Die Typen des für die Nukleinsäure-Elektrophorese meistens verwendeten Gels sind agarose (für relativ lange DNA-Moleküle) und polyacrylamide (für die hohe Entschlossenheit von kurzen DNA-Molekülen, zum Beispiel in der DNA sequencing). Gele sind in einem "Platten"-Format solcher als dieser gezeigte in der Zahl herkömmlich geführt worden, aber kapillare Elektrophorese ist wichtig für Anwendungen wie DNA des hohen Durchflusses sequencing geworden. In der Bewertung des DNA-Schadens verwendete Elektrophorese-Techniken schließen alkalische Gel-Elektrophorese ein und haben Feldgel-Elektrophorese pulsiert.

Das Maß und die Analyse werden größtenteils mit einer Spezialgel-Analyse-Software getan. Kapillare Elektrophorese-Ergebnisse werden normalerweise in einer Spur-Ansicht genannt einen electropherogram gezeigt.

Faktoren, die Wanderung von Nukleinsäuren betreffen

Der wichtigste Faktor ist die Länge des Nukleinsäure-Moleküls, kleineres Molekül-Reisen schneller, außer in der Feldinversion, wo es möglich ist, "Band-Inversion" - großes Molekül-Reisen schneller zu haben, als kleine Moleküle. Aber die Angleichung des Nukleinsäure-Moleküls, wie % einzelnes Ufer, das Superumwickeln ist usw. auch ein Faktor. Wenn man Moleküle durch die Größe analysiert, ist es am günstigsten, nur geradlinige Moleküle zu analysieren, um dieses Problem, z.B DNA-Bruchstücke aus einer Beschränkungsauswahl, geradlinige DNA PCR Produkte oder RNAs zu vermeiden. Gel-Elektrophorese von Agarose wird weit verwendet, um kreisförmige DNA mit der verschiedenen sich superzusammenrollenden Topologie aufzulösen, und Bruchstücke aufzulösen, die sich wegen der DNA-Synthese (Arbeit von Fangman) unterscheiden.

DNA-Schaden wegen der vergrößerten Quer-Verbindung wird dosieren abhängig reduzieren electrophoretic DNA-Wanderung.

Die Erhöhung des agarose oder der polyacrylamide Konzentration eines Gels reduziert die Wanderungsgeschwindigkeit und ermöglicht Trennung von kleineren Nukleinsäure-Molekülen. Je höher die Stromspannung, desto schneller die DNA-Bewegungen. Aber Stromspannung wird durch die Tatsache beschränkt, dass sie das Gel heizt und es schließlich veranlasst zu schmelzen.
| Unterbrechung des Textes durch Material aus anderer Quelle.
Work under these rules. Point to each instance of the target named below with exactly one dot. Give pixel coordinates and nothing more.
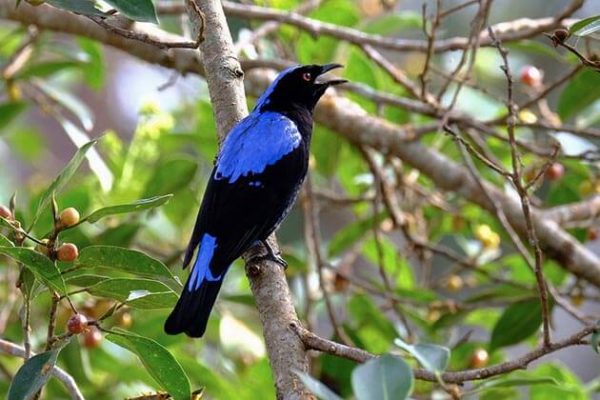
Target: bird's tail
(191, 313)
Hochspannungen vermindern auch die Entschlossenheit (über ungefähr 5 bis 8 V/cm).

Conformations einer DNA plasmid, der mit einem Beschränkungsenzym nicht geschnitten worden ist, wird sich mit verschiedenen Geschwindigkeiten bewegen (am langsamsten zum schnellsten: eingeschnittener oder offener kreisförmiger, geradliniger oder superaufgerollter plasmid).